Install easyBTX on Windows
Install easyBTX on Windows 10 or 11 with an NVIDIA GPU. Use the standard build, or run the much faster Linux engine through WSL2 - every command is copy-paste.
Install on Windows
For Windows 10 or 11 PCs with an NVIDIA GPU (RTX 30-series or newer for the Windows build).
1. Download. Download easyBTX for Windows
2. Get past the first-run warning. The installer is unsigned, so Windows SmartScreen shows "Windows protected your PC". Click More info, then Run anyway, and finish the install. That is the standard prompt for an unsigned indie app. There is no xattr step on Windows.
3. Mine. Open easyBTX and press Start.
Want it much faster? The Windows build uses a proven, stable engine. There is a newer engine that mines a card far harder, but it runs on Linux, not natively on Windows. You can run that faster Linux build on this same PC through WSL2 - and unlike the native Windows build, it then keeps itself up to date automatically. See "Run on Windows with WSL2" below. It is all copy-paste.
Run on Windows with WSL2 (faster Linux engine)
🔥 Most powerfulDone once. Once Ubuntu opens, everything happens in one window. There's a faster mining engine that runs on Linux, and Windows can run Linux quietly inside itself (a built-in feature called WSL). You don't need to know any Linux. Your existing NVIDIA driver is used automatically.

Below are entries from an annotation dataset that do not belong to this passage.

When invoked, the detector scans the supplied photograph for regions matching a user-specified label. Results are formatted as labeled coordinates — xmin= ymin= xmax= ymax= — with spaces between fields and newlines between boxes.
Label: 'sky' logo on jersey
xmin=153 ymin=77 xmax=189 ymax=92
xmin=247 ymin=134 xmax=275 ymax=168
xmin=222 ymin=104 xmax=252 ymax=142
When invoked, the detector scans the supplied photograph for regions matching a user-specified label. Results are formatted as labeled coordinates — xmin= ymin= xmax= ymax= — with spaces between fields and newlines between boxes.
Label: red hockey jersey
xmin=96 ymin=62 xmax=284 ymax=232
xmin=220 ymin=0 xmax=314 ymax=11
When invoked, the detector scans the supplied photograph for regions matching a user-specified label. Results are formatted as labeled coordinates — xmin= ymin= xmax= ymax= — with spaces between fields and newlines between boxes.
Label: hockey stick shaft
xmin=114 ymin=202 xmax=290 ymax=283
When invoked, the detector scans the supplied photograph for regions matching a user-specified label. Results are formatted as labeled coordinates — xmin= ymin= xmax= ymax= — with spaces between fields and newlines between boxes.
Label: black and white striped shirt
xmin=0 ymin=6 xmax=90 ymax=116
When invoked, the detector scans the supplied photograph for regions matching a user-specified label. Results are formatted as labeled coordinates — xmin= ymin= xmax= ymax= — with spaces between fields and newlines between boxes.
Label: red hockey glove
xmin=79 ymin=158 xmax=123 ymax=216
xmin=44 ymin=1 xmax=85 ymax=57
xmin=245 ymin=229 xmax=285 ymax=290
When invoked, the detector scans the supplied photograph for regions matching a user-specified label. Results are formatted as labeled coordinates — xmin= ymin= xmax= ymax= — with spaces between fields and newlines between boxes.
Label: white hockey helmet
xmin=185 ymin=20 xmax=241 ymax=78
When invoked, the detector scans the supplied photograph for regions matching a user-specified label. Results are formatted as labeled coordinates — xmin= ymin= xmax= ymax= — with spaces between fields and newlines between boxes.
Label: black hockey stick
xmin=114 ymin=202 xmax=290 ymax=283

Watch the walkthrough: How to install and run easyBTX on Windows with WSL2 - a short video that walks through every step below. If you'd rather follow along than read, start here.
Step 1 - install the latest PowerShell (one time). Open the Start menu, type PowerShell, right-click Windows PowerShell, choose Run as administrator, then run:
winget install --id Microsoft.PowerShell --exact
Accept any prompts (press Y if asked). When it finishes, open the new PowerShell from the Start menu and use it for the next step. (To check what's available first, you can run winget search --id Microsoft.PowerShell --exact.)
Step 2 - turn on Linux (one time). In that PowerShell window run this, then restart your PC when it finishes:
wsl --install
Step 3 - set up Ubuntu. After the restart, a black Ubuntu window opens by itself. Make a username (lowercase) and a password (you won't see it as you type - that's normal), and write the password down.
From here on, everything happens in this Ubuntu window. You never touch PowerShell again, and you never type wsl in front of anything.
Step 4 - install and start easyBTX. In that Ubuntu window, paste this one line and press Enter. It downloads, makes it runnable, and launches:
wget -O ~/easyBTX.AppImage https://github.com/MendeMatthias/EasyBTX-releases/releases/download/v0.9.9/easyBTX_amd64.AppImage && chmod +x ~/easyBTX.AppImage && ~/easyBTX.AppImage --appimage-extract-and-run
easyBTX opens - paste your BTX payout address and press Start. That's it. From here on it updates itself, so this is the last install command you ever paste. To open easyBTX again later, just run ~/easyBTX.AppImage --appimage-extract-and-run.
Watch me do the whole thing. The full WSL setup on a Windows PC, start to finish (the video shows the earlier install line - the Step 4 command above is the current, self-updating one):
If something is off
It says wsl: command not found. You're inside the Ubuntu window, which is correct. Don't put wsl in front - run the Step 4 line exactly as written.
The easyBTX window doesn't appear. Run this in the Ubuntu window instead:
LIBGL_ALWAYS_SOFTWARE=1 ~/easyBTX.AppImage --appimage-extract-and-run
You forgot the Ubuntu password. Open Windows PowerShell (Start → Terminal) and set a new one (replace yourname with your username), then go back to the Ubuntu window:
wsl -u root passwd yourname
Is it really mining? Run nvidia-smi in the Ubuntu window. A busy card pulls well over 100 Watts.
Keeping easyBTX up to date
Native Windows is a quick reinstall. The WSL2 / Linux build updates itself - new versions install on their own, so there is nothing to run. The full step-by-step for every platform is on the Update guide.
Verify your download
Unsigned builds rest on a published hash, not a signature. The current SHA-256 and a full VirusTotal scan are linked on the home page, so you can check the file you downloaded matches before you run it.